Thursday, February 05, 2009

Absolutely the best blogpost I've come across so far this year

Michael Spencer's Twenty-Five Sortof Random Things I Do and Don’t Believe. One of the remarkable things about Michael's list is that, well, I agree with pretty much all of it (with a little quibbling here and there). Here are a few of my favorites:
2. I don’t believe America is a Christian nation. I actually don’t believe there is such a thing, and if there were, America wouldn’t be one. Not on paper, not from the founders and not now. We’re a secular republic and I like it that way.
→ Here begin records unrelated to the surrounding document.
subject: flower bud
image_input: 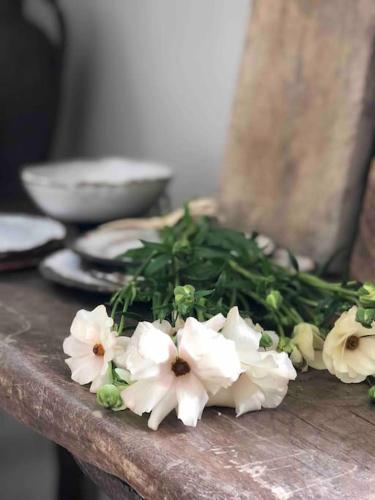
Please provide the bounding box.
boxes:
[174,285,195,316]
[355,307,375,328]
[368,385,375,403]
[259,332,273,349]
[96,384,124,410]
[290,347,304,368]
[266,290,283,310]
[358,281,375,308]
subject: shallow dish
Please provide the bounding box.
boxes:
[0,214,66,259]
[70,229,160,267]
[21,158,172,223]
[39,249,129,294]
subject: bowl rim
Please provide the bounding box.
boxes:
[21,157,173,190]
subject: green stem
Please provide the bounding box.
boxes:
[298,273,358,298]
[228,260,271,281]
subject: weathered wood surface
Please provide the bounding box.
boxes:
[351,162,375,281]
[0,272,375,500]
[221,0,375,268]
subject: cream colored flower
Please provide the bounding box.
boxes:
[290,323,326,370]
[209,307,297,416]
[122,318,241,430]
[323,306,375,383]
[63,305,125,392]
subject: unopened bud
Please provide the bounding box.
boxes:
[96,384,124,410]
[358,281,375,308]
[355,307,375,328]
[266,290,283,310]
[259,332,273,349]
[174,285,195,316]
[368,385,375,403]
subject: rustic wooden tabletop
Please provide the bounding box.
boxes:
[0,271,375,500]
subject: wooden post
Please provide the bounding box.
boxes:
[220,0,375,268]
[350,162,375,281]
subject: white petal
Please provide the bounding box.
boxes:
[121,372,175,415]
[203,313,226,332]
[137,321,177,364]
[115,368,132,384]
[233,373,264,417]
[63,335,93,357]
[90,366,112,393]
[177,318,241,393]
[176,373,208,427]
[152,319,176,336]
[113,336,130,368]
[207,388,236,408]
[70,305,113,343]
[65,354,103,385]
[148,388,177,431]
[222,307,262,351]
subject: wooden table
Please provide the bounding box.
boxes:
[0,272,375,500]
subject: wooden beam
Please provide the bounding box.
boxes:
[221,0,375,268]
[350,161,375,281]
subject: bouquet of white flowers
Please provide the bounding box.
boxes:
[63,210,375,429]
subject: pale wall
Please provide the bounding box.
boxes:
[29,0,249,204]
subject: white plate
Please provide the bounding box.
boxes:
[72,229,160,266]
[39,249,129,293]
[21,158,172,223]
[0,214,66,256]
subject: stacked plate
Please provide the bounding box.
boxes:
[0,214,66,271]
[40,227,158,294]
[40,222,314,294]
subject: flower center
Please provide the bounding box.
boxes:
[172,358,190,377]
[92,344,105,356]
[345,335,359,351]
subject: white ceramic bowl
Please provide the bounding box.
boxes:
[21,158,172,223]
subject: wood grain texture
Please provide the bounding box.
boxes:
[221,0,375,266]
[0,273,375,500]
[350,162,375,281]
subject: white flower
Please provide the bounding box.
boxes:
[122,318,241,430]
[290,323,326,370]
[243,318,280,351]
[63,305,129,392]
[209,307,297,416]
[323,306,375,383]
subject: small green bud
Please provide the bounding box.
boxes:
[259,332,273,349]
[266,290,283,310]
[278,337,295,354]
[174,285,195,316]
[368,385,375,403]
[172,238,190,254]
[358,281,375,308]
[96,384,124,410]
[355,307,375,328]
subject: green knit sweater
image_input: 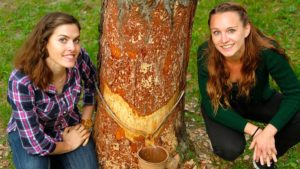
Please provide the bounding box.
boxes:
[197,42,300,132]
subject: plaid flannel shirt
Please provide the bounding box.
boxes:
[7,49,96,156]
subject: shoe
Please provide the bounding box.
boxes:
[253,160,277,169]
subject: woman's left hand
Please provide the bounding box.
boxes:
[250,124,277,166]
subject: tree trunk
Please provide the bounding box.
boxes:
[94,0,197,168]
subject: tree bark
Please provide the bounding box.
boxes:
[94,0,197,168]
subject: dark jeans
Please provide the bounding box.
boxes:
[201,93,300,161]
[8,131,99,169]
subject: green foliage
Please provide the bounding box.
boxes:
[0,0,300,168]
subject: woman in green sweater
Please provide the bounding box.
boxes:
[197,3,300,168]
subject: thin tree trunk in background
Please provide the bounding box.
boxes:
[94,0,197,168]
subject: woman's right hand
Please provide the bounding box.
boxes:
[63,124,90,150]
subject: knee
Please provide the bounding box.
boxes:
[213,145,245,161]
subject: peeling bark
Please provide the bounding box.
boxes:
[94,0,197,168]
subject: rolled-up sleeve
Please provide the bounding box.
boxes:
[8,80,56,156]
3. I believe that Christian publishing does a lot of good, but I also think it does a lot of harm. All in all, we’d have to say that for all the good done, we still have a monstrous collection of lame, dangerous and outright perverse results from the various money-making adventures of the people who publish gems like “The Prayer of Jabez.” Without Christian publishing making a lot of nut jobs legitimate, things in evangelicalism would be a lot less wacky.
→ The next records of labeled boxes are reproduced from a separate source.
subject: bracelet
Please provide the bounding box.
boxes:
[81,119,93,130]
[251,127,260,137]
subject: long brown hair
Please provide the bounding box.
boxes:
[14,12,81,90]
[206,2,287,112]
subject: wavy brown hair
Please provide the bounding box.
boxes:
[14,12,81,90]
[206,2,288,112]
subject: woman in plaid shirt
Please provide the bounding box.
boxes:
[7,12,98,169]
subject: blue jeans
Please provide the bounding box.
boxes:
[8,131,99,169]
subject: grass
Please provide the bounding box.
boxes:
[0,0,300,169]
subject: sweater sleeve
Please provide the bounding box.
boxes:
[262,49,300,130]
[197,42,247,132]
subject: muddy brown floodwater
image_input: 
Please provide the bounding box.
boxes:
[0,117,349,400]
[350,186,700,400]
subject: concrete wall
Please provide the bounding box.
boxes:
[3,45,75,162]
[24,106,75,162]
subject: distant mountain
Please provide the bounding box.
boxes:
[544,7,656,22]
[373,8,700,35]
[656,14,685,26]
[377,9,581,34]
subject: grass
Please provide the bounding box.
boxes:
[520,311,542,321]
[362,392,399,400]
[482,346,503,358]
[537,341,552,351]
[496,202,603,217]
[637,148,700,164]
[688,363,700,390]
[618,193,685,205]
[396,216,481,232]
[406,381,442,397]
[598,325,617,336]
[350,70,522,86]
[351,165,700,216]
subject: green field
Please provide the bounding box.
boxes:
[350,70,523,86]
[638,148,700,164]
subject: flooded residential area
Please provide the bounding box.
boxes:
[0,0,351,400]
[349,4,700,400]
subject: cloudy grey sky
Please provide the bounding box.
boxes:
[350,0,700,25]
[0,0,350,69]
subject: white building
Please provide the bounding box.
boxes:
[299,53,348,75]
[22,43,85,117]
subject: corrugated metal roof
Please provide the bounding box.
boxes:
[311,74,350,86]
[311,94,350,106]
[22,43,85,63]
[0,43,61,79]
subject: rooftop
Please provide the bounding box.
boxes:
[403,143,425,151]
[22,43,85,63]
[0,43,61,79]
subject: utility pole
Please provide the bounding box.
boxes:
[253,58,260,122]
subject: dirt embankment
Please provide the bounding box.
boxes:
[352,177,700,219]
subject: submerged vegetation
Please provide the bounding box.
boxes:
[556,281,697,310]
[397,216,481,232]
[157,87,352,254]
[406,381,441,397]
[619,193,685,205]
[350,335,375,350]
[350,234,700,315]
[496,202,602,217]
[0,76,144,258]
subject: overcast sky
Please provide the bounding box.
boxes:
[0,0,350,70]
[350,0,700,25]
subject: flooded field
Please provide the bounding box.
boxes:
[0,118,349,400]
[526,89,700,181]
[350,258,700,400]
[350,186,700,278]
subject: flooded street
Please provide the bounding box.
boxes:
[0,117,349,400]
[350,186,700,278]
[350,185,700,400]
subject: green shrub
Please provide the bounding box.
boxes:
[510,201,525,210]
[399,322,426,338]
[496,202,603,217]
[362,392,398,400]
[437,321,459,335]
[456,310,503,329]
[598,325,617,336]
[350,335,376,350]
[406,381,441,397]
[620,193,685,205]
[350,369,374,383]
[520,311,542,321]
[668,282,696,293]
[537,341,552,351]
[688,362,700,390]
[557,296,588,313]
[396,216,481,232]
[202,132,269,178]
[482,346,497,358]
12. I don’t believe there’s all that much good about institutional Christianity. It exists, has to exist and always will exist, but Jesus started a movement, not an institution. (And definitely not a business or a club.) Christianity is a cross-cultural, evangelistic, church planting movement. It’s all about taking the Gospel to individuals and cultures first, then practicing what it means to be Christians in whatever context we live. I can be pretty annoying about this.

17. I believe evangelicals have a fetish of wanting preachers to know everything and to tell them what to do. In fact, when the Washington Post said, years ago, that evangelicals were “…easily led,” they were more right than wrong. I’m not into the Roman Catholic view of church authority, but among what group of Christians are you more likely to be told during the sermon what to think about politics, economics, child-raising, science, psychology, literature, entertainment and education? Who’s more likely to have a series of 300 Life Principles that tell you everything including where to buy your vitamins? Yeah, that’s right. Everyone say “Baaa.”
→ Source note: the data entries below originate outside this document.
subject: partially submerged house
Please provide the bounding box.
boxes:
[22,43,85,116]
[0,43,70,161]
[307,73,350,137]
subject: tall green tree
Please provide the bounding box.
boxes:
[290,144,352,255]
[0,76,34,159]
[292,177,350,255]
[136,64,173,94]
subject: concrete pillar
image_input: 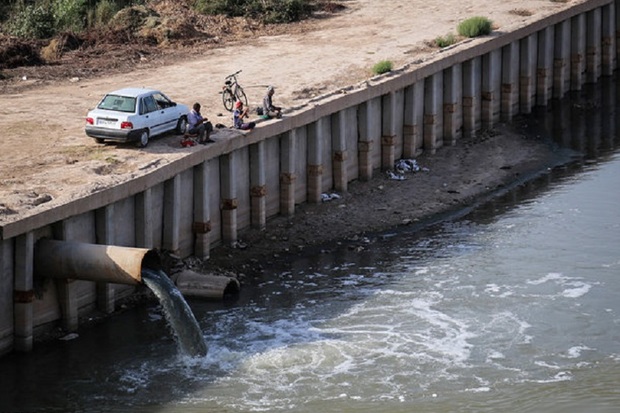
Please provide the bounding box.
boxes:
[95,204,116,314]
[614,0,620,65]
[280,129,298,217]
[307,118,324,204]
[463,57,482,137]
[162,174,181,253]
[381,92,396,171]
[135,188,154,249]
[536,26,554,106]
[601,3,617,76]
[443,63,463,145]
[220,152,237,244]
[424,72,443,154]
[331,110,349,192]
[51,221,79,331]
[482,49,502,129]
[403,81,424,158]
[500,41,521,121]
[193,161,211,260]
[586,8,602,83]
[553,20,571,99]
[250,141,267,229]
[13,232,33,352]
[357,102,373,181]
[570,13,586,90]
[519,33,538,114]
[601,77,617,150]
[0,238,16,356]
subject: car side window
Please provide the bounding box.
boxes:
[153,93,173,109]
[97,95,136,113]
[141,96,159,114]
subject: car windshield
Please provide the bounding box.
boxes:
[97,95,136,113]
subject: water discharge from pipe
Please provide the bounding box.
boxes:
[142,268,207,357]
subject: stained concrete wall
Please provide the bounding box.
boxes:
[0,0,618,353]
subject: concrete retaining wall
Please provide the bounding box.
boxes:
[0,0,619,354]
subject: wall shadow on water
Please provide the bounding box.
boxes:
[0,77,620,412]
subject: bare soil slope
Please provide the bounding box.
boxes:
[0,0,581,238]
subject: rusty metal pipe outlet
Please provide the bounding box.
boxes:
[34,239,161,285]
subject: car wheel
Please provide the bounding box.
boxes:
[138,129,149,148]
[177,116,187,135]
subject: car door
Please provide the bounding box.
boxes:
[153,92,179,132]
[140,95,165,136]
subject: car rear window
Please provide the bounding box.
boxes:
[97,95,136,113]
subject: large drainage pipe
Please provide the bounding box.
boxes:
[34,239,161,285]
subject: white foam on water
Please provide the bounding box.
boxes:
[566,346,592,359]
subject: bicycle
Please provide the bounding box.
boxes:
[222,70,248,112]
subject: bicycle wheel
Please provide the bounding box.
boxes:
[235,86,248,108]
[222,89,235,112]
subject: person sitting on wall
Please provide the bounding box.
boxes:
[187,102,215,145]
[263,86,282,119]
[233,100,256,130]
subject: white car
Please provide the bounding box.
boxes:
[85,88,189,148]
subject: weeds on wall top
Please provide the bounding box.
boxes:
[457,16,493,37]
[372,60,392,75]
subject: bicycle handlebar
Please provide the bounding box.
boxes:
[226,70,241,79]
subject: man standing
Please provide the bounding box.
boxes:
[263,86,282,119]
[187,102,215,145]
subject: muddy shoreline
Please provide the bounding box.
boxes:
[200,121,570,279]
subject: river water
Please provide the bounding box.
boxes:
[0,79,620,413]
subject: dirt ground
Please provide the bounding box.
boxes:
[0,0,585,267]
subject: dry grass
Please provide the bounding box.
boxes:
[508,9,534,17]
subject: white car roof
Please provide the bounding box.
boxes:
[107,87,161,97]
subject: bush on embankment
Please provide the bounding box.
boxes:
[0,0,326,39]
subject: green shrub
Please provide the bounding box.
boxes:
[435,33,456,47]
[193,0,313,23]
[52,0,86,33]
[88,0,120,27]
[5,2,56,39]
[457,16,493,37]
[372,60,392,75]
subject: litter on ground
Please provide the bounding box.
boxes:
[321,192,340,202]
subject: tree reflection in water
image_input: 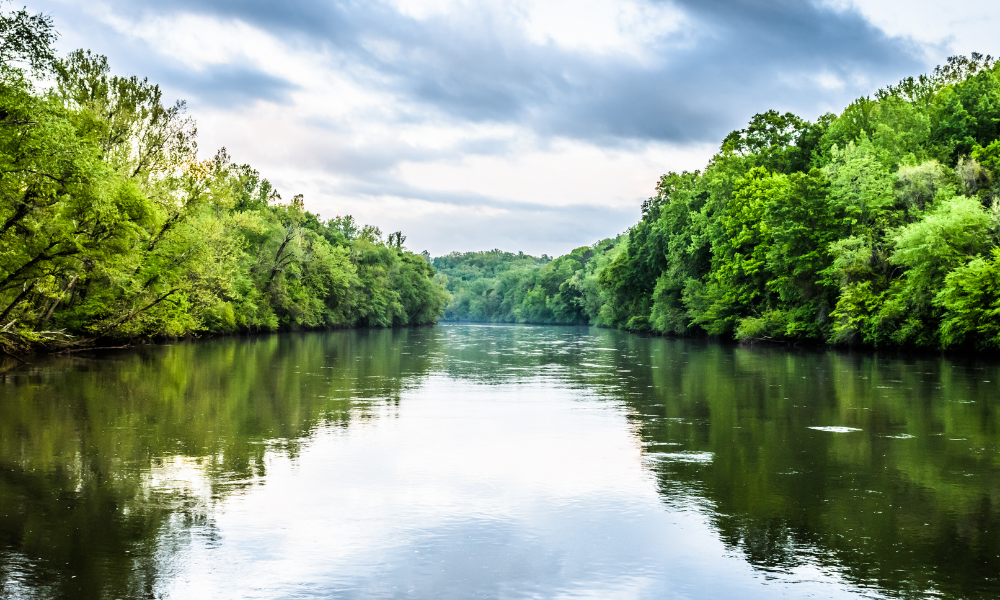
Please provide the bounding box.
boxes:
[0,326,1000,598]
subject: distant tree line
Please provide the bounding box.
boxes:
[442,53,1000,349]
[0,10,447,350]
[432,239,621,324]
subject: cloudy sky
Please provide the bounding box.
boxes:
[21,0,1000,255]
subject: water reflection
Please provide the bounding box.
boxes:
[0,325,1000,598]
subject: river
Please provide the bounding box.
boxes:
[0,325,1000,600]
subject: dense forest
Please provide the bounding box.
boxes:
[432,237,622,325]
[0,10,448,350]
[434,53,1000,349]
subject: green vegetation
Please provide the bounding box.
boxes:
[0,11,447,349]
[435,54,1000,349]
[433,238,621,324]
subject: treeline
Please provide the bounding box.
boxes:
[0,10,447,348]
[435,54,1000,348]
[432,238,622,325]
[600,54,1000,348]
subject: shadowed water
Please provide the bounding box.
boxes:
[0,325,1000,599]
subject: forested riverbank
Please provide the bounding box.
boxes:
[0,10,448,352]
[434,54,1000,349]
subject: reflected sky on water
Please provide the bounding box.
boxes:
[0,325,1000,599]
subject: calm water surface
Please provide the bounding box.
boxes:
[0,325,1000,600]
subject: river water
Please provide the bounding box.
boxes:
[0,325,1000,600]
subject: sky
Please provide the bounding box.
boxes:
[18,0,1000,256]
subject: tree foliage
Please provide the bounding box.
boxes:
[0,11,447,346]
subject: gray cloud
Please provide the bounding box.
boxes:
[47,0,922,143]
[154,65,296,108]
[27,0,936,254]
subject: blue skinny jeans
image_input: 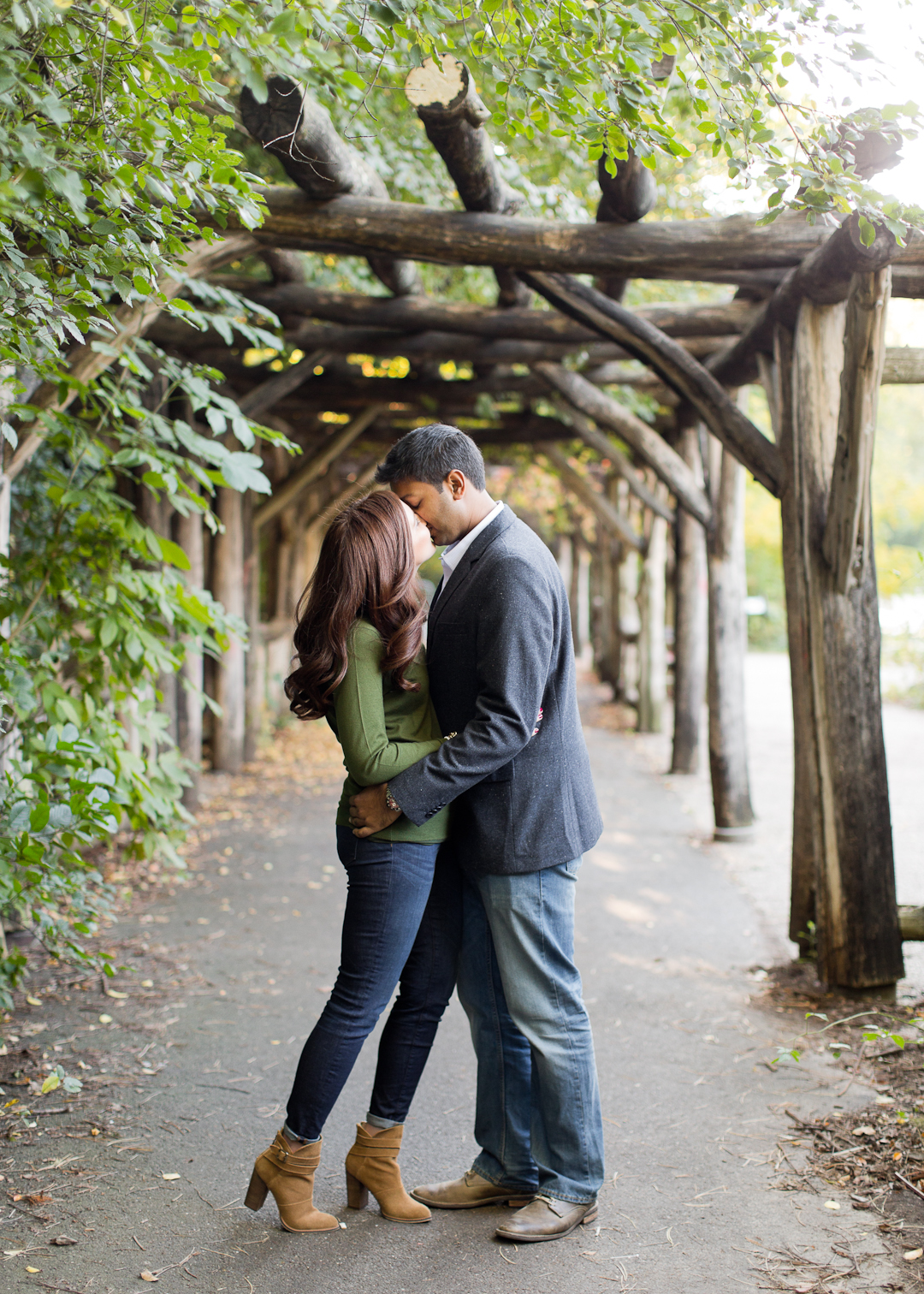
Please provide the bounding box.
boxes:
[286,827,462,1142]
23. I believe tithing was old covenant and really has no place in the teaching of Christian stewardship today.

24. The whole concept of revival seems like a confused mess to me. A bit of truth in there, but mostly it’s a lot of tradition and manipulation.
Michael's just questioning a lot of unquestioned assumptions here. The president of the university that I work for likes to say that institutions need to build in mechanisms for self-criticism. I agree, but there is much that works against this need; defensiveness is the standard posture of the flesh. The church is really, really, really bad at self-criticism. The spirit may seem willing (although it usually doesn't) but the flesh is certainly weak!

Anyway, thanks for the hard, cold truth, Michael!